The grand opening of a Virginia bed-and-breakfast is the setting for Ball’s (High in Trial, 2013, etc.) latest novel full of comedy and sentiment.
This spinoff from the author’s Ladybug Farm series turns from best friends Bridget, Cici and Lindsay to their Shenandoah Valley neighbors, Paul and Derrick. The couple leaves the social whirl of Washington, D.C., behind and buys a bed-and-breakfast called the Hummingbird House. After much renovation, the two are just about ready to open—but are “now beginning to realize they had not entirely thought this through.” They have enough towels, but how will they get publicity and attract guests? Meanwhile, 97-year-old Annabelle wants her granddaughter Megan to take her on one last trip; she’s not sure of the destination, but she says that she’ll know it when she sees it.

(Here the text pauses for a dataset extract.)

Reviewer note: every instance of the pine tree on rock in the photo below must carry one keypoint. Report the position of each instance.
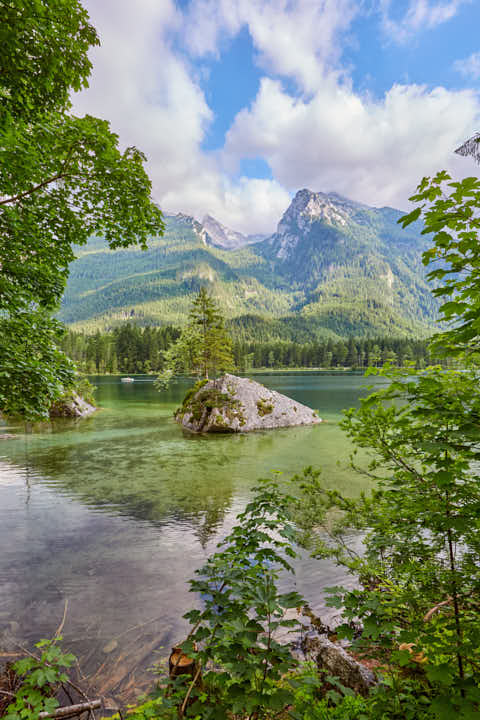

At the same time, Joshua Whitman, a young man with a past, is also on the road, trying to find someone. As Paul and Derrick deal with unexpected problems—and unexpected help, including a chiffon-draped spiritualist—they find that the Hummingbird House has the power to bring the right people together. Ball, who has written scores of novels in several genres, knows how to construct a plot, and the pieces of this one fit together handily. Many readers will find it satisfying and uplifting, although others may find its plot too pat. Similarly, many but not all readers will enjoy the book’s heavy emphasis on eating, drinking, interior decorating and gardening, as these well-described sections tend to put more emphasis on lifestyle than on relationships. The book shies away from being too contentious. Confederate soldiers, for example, are called “romantic….Perfectly respectable young men, land owners, classically educated,” but Southern slave-owning goes unmentioned. Also, Paul and Derrick never kiss, although they’re clearly a couple, and the word “gay” never appears. There are touches of real magic, however, including a particularly affecting, gnomish character who helps Josh.
An amusing, undemanding tale likely to warm readers’ hearts.